We stood, blocking the pedestrian traffic, on one of the busiest streets in the Czech capital. A steady stream of people pushed by us muttering as they clutched bags of Christmas shopping and souvenirs and we peered at the ground.
In the distance, at the bottom of Wenceslas Square, crowds congregated around street performers and kiosks selling sausages and beer.
"There," said Leo Pavlat, the owlish, bearded director of the Prague Jewish Museum, pointing at a thin strip of dark, square cobblestones at our feet. "There! You see? All along there." He looked up, his eyes following the strip as it ran along the short pedestrianised street.
He delved into a plastic bag and brought out two cobblestones. They were almost identical to those embedded in the ground below us. But these ones you could turn over in your fingers, revealing a single smooth side of polished granite that would otherwise have been hidden face down.
One bore fragments of a date, 1895. The other featured three letters of the Hebrew alphabet - he, vav, bet, the gold paint which lined the chiselled inscriptions glinting in the winter sun.
"What does it mean?" I asked. "Is it part of a name?" Leo frowned. "No idea. It's not enough to tell. Possibly it's part of a eulogy."
And across the country, on the edges of villages and towns, some 600 Jewish cemeteries lay untended and forgotten. The Communist authorities - and, it seems, officials within the Jewish community too - saw them as repositories of valuable building material that would otherwise go to waste.

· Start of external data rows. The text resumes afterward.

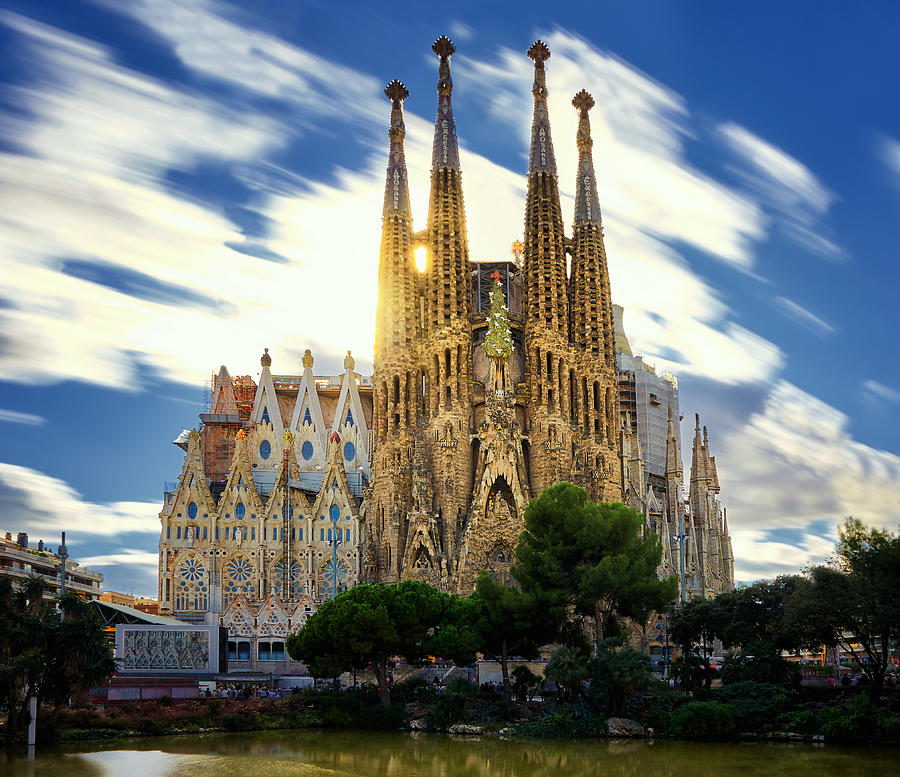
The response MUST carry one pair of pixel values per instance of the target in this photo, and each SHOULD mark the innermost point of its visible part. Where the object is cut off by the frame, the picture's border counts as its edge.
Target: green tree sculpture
(498, 341)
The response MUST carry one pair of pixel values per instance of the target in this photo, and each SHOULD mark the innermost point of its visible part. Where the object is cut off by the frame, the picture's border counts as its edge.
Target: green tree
(591, 559)
(857, 597)
(371, 624)
(569, 668)
(757, 621)
(42, 656)
(511, 622)
(617, 672)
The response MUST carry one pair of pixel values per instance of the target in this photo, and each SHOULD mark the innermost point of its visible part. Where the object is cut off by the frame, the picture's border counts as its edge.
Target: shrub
(151, 727)
(240, 721)
(703, 720)
(559, 725)
(805, 721)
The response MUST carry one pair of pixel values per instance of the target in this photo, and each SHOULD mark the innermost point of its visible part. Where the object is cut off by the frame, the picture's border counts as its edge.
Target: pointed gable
(265, 404)
(350, 422)
(240, 500)
(223, 399)
(192, 487)
(307, 423)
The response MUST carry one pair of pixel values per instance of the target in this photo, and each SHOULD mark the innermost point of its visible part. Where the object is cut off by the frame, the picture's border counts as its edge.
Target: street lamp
(335, 514)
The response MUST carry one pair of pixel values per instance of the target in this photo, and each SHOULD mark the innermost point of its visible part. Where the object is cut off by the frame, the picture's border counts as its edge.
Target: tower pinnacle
(396, 190)
(541, 157)
(587, 204)
(445, 152)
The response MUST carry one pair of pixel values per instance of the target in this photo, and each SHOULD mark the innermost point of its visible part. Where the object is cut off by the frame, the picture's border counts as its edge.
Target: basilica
(492, 381)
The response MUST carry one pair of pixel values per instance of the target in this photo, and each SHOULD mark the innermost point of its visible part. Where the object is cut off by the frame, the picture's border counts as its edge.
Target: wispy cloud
(461, 31)
(878, 391)
(786, 187)
(33, 502)
(808, 320)
(17, 417)
(889, 151)
(794, 463)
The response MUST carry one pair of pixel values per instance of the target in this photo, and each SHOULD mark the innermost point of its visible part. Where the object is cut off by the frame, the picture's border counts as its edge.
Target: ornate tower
(548, 366)
(446, 349)
(593, 334)
(395, 387)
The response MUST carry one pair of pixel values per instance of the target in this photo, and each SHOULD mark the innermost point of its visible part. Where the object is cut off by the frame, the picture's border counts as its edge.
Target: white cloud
(34, 502)
(786, 186)
(808, 320)
(794, 463)
(889, 151)
(461, 31)
(18, 417)
(880, 392)
(639, 129)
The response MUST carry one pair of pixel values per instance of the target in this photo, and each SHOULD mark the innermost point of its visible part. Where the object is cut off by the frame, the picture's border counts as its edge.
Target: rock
(623, 727)
(465, 728)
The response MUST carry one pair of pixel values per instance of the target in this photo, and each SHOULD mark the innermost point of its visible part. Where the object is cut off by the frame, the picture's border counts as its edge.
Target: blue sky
(184, 183)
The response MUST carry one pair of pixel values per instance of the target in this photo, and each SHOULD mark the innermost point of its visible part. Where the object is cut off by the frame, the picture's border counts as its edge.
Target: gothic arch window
(191, 584)
(239, 579)
(294, 580)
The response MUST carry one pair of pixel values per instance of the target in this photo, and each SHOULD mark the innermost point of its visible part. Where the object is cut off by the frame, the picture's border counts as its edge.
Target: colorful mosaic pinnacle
(443, 47)
(489, 385)
(396, 92)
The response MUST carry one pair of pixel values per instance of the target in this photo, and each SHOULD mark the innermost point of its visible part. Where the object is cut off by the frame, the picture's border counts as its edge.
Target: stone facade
(491, 382)
(463, 439)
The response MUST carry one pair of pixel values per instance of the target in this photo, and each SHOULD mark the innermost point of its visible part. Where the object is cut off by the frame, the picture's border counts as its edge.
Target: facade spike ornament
(445, 150)
(541, 157)
(396, 192)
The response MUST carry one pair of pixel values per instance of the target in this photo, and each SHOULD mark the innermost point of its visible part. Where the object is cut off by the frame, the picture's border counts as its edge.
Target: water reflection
(365, 754)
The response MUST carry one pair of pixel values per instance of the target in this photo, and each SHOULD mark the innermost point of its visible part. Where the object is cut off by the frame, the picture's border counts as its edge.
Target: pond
(373, 754)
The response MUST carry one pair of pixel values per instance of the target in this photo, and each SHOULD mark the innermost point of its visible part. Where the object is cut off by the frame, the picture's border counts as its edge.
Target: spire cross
(396, 92)
(583, 102)
(539, 53)
(443, 47)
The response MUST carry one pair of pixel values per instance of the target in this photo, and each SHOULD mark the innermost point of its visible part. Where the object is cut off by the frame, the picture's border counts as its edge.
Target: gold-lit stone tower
(464, 437)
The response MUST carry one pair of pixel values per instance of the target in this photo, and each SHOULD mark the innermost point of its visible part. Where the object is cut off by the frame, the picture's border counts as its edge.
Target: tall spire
(587, 204)
(541, 156)
(395, 317)
(545, 243)
(593, 324)
(445, 151)
(396, 188)
(447, 267)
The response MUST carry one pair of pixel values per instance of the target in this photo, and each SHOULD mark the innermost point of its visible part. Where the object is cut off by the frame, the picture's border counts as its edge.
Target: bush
(755, 704)
(760, 669)
(240, 721)
(703, 720)
(860, 721)
(805, 721)
(151, 727)
(559, 725)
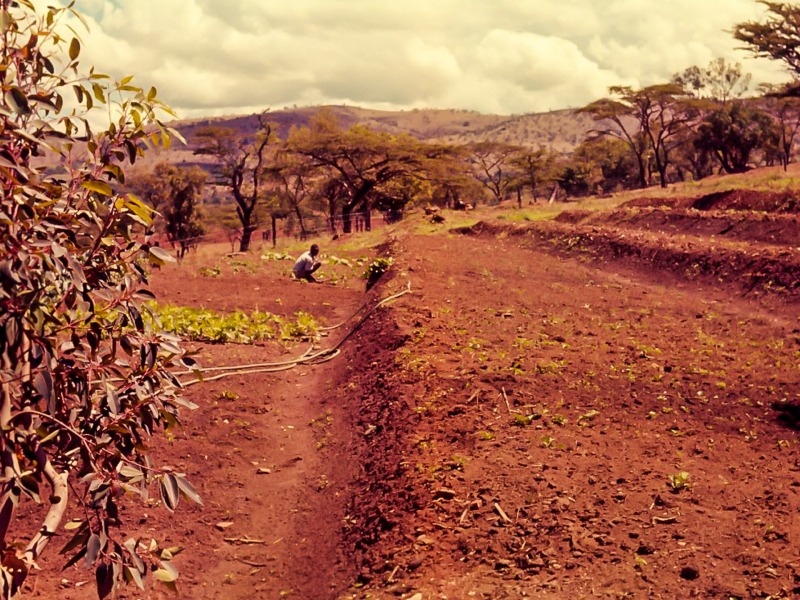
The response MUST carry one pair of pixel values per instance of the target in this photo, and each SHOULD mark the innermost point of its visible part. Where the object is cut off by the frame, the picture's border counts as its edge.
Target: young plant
(678, 481)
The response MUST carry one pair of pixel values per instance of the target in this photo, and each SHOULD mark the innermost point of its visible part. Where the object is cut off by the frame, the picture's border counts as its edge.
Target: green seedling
(679, 481)
(585, 418)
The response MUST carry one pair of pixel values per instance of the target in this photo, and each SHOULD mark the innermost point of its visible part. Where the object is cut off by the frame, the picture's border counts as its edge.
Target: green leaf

Leo Pavlat couldn't remember where his stones had come from, but directed me to an article he'd written several years before. His cobbles, it seems, were cut from tombstones taken from a Jewish cemetery established in 1864 in the town of Udlice in North Bohemia.
There'd been a Jewish community there since the 17th Century, with a synagogue, yeshiva (a religious school) and two cemeteries. By 1930, the Jewish population of Udlice had fallen to 13. By the 1980s, when its cemetery was looted, it was - presumably - zero.
After a few minutes' walk, we reached the end of the granite line, at the bottom of Wenceslas Square. Tourists and locals jostled past us.